Ein Ruck durch Bayern ...

Radiointerview -
... dass Alternativen zu Zwang Einzug halten

Martina Heland-Gräf, Vorstandsmitglied beim BayPE, spricht im Interview mit Radio Lora über:

  • die Selbsthilfetage
  • Zwang in der Psychiatrie
  • die Entwicklung in Bayern
  • Prävention und Krisenvorsorge

Sie hofft, dass in Bayern - dem Land mit den höchsten Zwangseinweisungsraten - mit dem neuen Psychisch-Kranken-Hilfe-Gesetz (PsychKHG) "ein Ruck durchgeht".

Zum Anhören: https://www.freie-radios.net/81811
(Sendung vom 10. März 2017)

23. März 2017


"Euthanasie"-Gedenken im Bundestag

Am Jahrestag der Befreiung von Ausschwitz wurde dieses Jahr im Bundestag besonders den Opfern der sog. Euthanasie gedacht. Das begrüßen wir und hoffen auch weiterhin auf mehr Aufmerksamkeit von Politik und Öffentlichkeit für die Menschen, die im Nationalsozialismus wegen körperlicher und psychischer Beeinträchtigungen ermordet oder zwangssterilisiert wurden.

Die Reden als Videomitschnitt oder zum Artikel der Süddeutschen Zeitung.

27. Februar 2017


Neue Konzepte für ein schwerfälliges System

Bedürfnisangepasste Behandlung und Offener Dialog

Interview mit Dr.

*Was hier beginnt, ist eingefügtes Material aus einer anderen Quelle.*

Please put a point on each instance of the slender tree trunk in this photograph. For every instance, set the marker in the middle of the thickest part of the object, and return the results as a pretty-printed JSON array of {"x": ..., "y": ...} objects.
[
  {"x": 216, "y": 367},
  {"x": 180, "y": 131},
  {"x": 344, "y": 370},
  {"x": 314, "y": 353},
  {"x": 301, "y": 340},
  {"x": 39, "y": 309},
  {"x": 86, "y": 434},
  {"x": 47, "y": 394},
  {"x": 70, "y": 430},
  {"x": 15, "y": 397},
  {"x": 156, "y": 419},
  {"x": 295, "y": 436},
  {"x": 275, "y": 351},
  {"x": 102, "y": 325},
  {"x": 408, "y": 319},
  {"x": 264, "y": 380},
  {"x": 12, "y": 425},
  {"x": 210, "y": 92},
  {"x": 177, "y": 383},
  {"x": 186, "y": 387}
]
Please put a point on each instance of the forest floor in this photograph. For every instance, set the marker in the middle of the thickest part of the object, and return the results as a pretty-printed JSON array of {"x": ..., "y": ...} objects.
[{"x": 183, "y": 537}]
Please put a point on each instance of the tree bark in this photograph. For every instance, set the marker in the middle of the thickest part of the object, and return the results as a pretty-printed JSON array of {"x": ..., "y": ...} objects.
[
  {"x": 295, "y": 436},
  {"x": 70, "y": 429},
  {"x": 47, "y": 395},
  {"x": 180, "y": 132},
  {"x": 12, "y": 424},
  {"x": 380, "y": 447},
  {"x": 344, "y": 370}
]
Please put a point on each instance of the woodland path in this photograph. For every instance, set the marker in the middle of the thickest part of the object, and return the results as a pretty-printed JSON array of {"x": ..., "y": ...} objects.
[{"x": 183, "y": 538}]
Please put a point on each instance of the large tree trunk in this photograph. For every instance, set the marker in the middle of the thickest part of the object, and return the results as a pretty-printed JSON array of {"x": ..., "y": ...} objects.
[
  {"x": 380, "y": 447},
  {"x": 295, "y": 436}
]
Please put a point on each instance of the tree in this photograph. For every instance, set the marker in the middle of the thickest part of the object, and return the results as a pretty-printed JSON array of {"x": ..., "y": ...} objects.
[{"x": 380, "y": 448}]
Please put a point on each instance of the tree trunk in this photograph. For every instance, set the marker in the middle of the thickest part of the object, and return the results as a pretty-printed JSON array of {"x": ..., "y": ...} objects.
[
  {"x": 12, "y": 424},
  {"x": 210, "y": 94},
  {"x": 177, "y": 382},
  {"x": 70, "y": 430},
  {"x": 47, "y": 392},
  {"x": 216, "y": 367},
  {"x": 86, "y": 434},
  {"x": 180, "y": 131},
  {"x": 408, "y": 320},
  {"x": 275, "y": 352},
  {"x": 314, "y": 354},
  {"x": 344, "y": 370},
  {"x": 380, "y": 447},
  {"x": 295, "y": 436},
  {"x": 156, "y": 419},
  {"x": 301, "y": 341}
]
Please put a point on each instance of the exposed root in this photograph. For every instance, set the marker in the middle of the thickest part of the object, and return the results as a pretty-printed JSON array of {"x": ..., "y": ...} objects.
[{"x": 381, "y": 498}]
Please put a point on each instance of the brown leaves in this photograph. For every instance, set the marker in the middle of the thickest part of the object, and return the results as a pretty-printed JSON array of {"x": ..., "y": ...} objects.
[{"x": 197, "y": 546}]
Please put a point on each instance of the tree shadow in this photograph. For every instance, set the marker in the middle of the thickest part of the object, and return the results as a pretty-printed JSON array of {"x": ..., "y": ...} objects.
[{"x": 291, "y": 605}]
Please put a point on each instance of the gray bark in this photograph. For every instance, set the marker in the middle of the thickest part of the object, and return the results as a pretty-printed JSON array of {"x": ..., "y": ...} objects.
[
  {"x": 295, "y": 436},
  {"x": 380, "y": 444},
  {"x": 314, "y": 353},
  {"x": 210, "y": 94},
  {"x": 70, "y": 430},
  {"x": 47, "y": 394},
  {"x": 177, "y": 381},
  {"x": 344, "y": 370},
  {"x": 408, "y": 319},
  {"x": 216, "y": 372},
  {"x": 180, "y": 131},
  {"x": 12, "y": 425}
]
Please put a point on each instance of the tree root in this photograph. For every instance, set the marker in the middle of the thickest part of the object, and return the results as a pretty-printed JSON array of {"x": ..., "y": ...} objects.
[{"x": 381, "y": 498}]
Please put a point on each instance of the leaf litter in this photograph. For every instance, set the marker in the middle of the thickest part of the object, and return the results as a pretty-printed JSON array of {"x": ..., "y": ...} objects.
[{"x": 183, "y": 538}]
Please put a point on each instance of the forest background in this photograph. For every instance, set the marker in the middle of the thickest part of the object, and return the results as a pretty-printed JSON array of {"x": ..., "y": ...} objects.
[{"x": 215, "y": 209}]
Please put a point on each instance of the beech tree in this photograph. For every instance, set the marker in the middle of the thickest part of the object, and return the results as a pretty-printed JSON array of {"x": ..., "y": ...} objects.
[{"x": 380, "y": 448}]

Volkmar Aderhold, Hamburg
durch das Vielfalter-Magazin des Radio Deyeckland, Freiburg

Stichpunkte:

  • Mängel der gegenwärtigen Psychiatrie
  • fatale Ökonomisierung einer gesellschaftlichen Aufgabe
  • Schizophrenie als Krankheitsbegriff gescheitert
  • Schwerfälligkeit des gesamten Systems
  • neue Konzepte aus Finnland
  • Neuroleptika viel weniger dosieren!
  • Einbeziehung des Umfeldes und mehr unabhängige Professionelle
  • Psychotherapie ist hilfreich und muss stärker gefördert werden. Anspruch ohne lange Wartezeiten!

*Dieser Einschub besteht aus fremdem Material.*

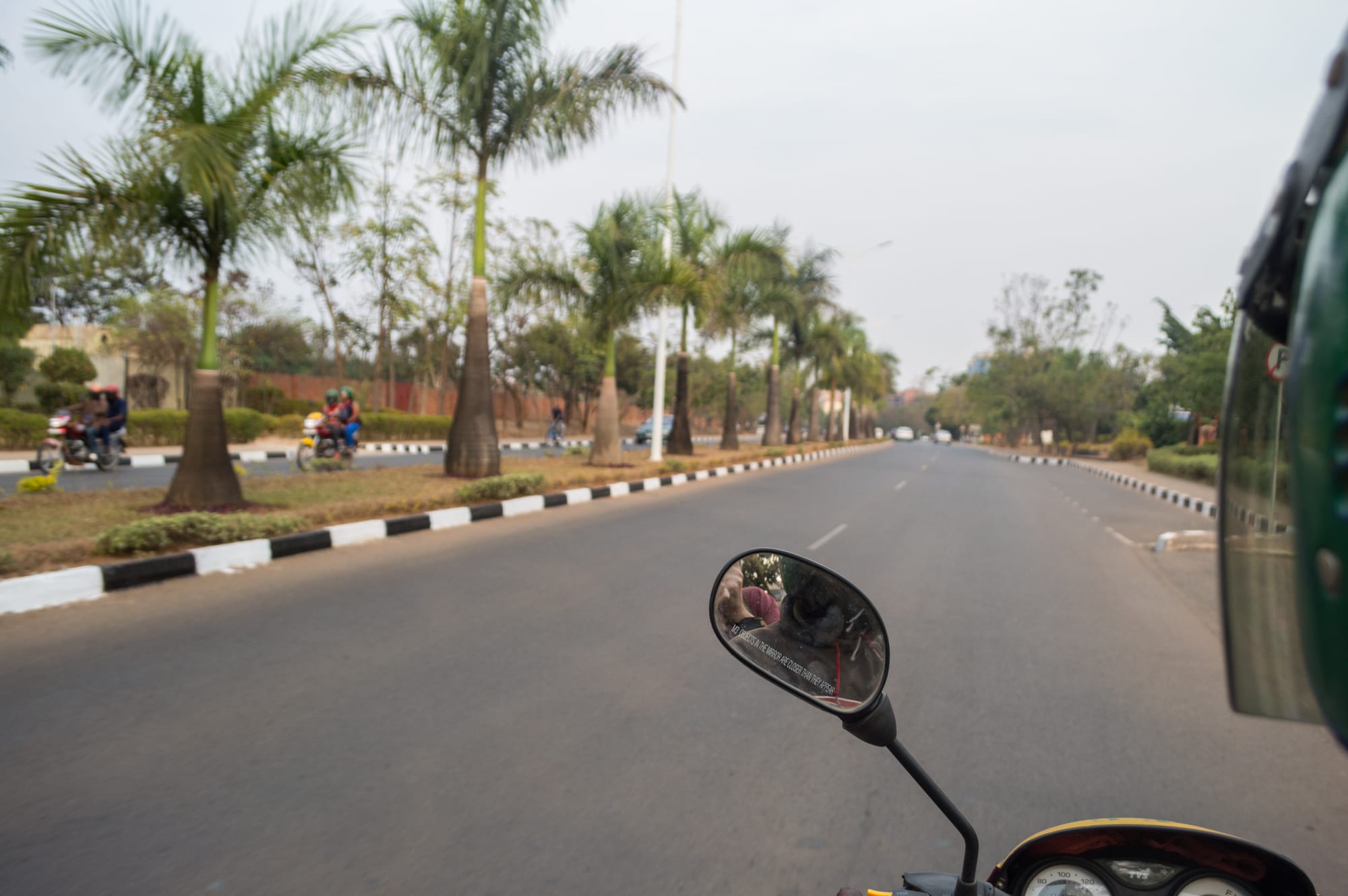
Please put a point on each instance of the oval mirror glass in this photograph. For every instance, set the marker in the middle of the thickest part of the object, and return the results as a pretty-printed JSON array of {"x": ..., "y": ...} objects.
[{"x": 803, "y": 627}]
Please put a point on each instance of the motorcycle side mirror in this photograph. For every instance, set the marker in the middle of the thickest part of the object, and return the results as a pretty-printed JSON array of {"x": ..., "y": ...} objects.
[
  {"x": 815, "y": 635},
  {"x": 804, "y": 629}
]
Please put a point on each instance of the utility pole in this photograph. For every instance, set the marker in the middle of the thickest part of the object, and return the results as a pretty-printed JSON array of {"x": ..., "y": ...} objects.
[{"x": 658, "y": 405}]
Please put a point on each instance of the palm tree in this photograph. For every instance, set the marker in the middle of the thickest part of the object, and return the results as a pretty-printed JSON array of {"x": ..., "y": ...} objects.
[
  {"x": 619, "y": 274},
  {"x": 695, "y": 224},
  {"x": 219, "y": 157},
  {"x": 745, "y": 261},
  {"x": 803, "y": 288},
  {"x": 477, "y": 77},
  {"x": 822, "y": 342}
]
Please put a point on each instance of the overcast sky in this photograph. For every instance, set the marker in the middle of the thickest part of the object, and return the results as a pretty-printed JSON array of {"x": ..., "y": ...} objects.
[{"x": 985, "y": 139}]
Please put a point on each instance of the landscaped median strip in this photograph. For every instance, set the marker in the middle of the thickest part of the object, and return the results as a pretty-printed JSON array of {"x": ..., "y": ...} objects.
[
  {"x": 90, "y": 583},
  {"x": 262, "y": 457},
  {"x": 1172, "y": 497}
]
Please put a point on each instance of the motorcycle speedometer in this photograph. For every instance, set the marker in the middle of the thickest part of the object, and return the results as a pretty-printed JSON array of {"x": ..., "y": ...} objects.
[{"x": 1067, "y": 881}]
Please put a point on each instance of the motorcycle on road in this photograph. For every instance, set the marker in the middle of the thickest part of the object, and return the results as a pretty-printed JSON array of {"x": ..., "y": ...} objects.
[
  {"x": 65, "y": 443},
  {"x": 323, "y": 440},
  {"x": 830, "y": 649}
]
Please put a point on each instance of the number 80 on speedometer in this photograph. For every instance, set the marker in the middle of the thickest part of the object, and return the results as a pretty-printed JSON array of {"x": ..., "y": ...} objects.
[{"x": 1066, "y": 881}]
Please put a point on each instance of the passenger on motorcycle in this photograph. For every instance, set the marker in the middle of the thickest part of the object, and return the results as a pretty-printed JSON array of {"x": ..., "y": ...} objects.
[
  {"x": 115, "y": 416},
  {"x": 348, "y": 412}
]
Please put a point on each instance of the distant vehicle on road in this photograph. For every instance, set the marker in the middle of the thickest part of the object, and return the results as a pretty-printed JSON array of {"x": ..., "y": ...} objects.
[{"x": 644, "y": 432}]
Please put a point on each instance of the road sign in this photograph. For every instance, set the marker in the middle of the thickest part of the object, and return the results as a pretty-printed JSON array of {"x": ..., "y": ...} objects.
[{"x": 1279, "y": 362}]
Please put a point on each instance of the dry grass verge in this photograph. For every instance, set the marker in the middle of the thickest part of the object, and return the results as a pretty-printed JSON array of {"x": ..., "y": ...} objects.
[{"x": 52, "y": 530}]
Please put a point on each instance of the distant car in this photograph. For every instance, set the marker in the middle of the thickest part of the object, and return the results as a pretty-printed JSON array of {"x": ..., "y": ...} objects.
[{"x": 644, "y": 432}]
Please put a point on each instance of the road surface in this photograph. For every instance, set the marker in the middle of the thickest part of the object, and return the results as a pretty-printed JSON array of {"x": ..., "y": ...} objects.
[{"x": 539, "y": 705}]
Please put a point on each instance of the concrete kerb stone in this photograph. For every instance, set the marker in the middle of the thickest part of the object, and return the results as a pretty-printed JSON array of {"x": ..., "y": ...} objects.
[{"x": 91, "y": 583}]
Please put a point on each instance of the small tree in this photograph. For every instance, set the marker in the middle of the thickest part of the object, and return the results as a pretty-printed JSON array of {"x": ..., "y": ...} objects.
[
  {"x": 16, "y": 366},
  {"x": 68, "y": 366}
]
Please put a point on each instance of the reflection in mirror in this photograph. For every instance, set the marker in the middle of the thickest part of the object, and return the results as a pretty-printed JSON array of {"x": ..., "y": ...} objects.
[{"x": 801, "y": 626}]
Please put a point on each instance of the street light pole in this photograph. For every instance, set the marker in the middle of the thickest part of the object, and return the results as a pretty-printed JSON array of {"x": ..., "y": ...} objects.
[{"x": 658, "y": 410}]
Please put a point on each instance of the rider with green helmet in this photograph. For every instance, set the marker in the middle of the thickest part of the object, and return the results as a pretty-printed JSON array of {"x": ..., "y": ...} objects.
[{"x": 1284, "y": 474}]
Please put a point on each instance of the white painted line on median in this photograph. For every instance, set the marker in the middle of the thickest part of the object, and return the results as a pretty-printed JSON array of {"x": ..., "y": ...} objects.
[
  {"x": 227, "y": 558},
  {"x": 51, "y": 589},
  {"x": 357, "y": 533},
  {"x": 450, "y": 518},
  {"x": 827, "y": 538},
  {"x": 1118, "y": 536}
]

Download Interview (PDF) Transkript der Sendung

27. Oktober 2016


Barrierefreiheit auch für Psychiatrie-Erfahrene!

Im Gespräch ...

Margarete Blank und Martina Heland-Gräf unterhielten sich im letzten, sehr heißen Sommer mit den Machern der Webseite "Bayern Barrierefrei" der Bayerischen Staatsregierung. Die beiden Vorstandsfrauen des BayPE gaben Auskunft, was es heißt psychiatrieerfahren zu sein und eben nicht "psychisch krank", welche Behinderungen betroffene Menschen im Alltag erleben, sei es durch die Medikamente oder verständnislose Mitmenschen, und dass Arbeitslosigkeit und Armut die größten Barrieren für eine gleichberechtigte Teilhabe in der Gesellschaft sind. Die Vorurteile der Umwelt gegenüber "Psychisch Kranken" machen es den Betroffenen schwer, offen mit den Behinderungen umzugehen, zumal sie, im Gegensatz zu körperlichen Behinderungen, nicht auf den ersten Blick sichtbar sind. Gute Arbeitgeber, zu denen man Vertrauen aufbauen kann, verzichten nicht auf das Können der Psychiatrieerfahrenen und integrieren die leicht behinderten Menschen mit nur geringem Aufwand in das Arbeitsleben. Weitere Themen des Gesprächs waren die Selbsthilfe, die Soteria und ein zu schaffender bayernweiter Krisendienst sowie die Mitarbeit des BayPE e.V. am neuen Psychisch-Kranken-Hilfe-Gesetz (PsychKHG), das der Bayerische Landtag verabschieden will.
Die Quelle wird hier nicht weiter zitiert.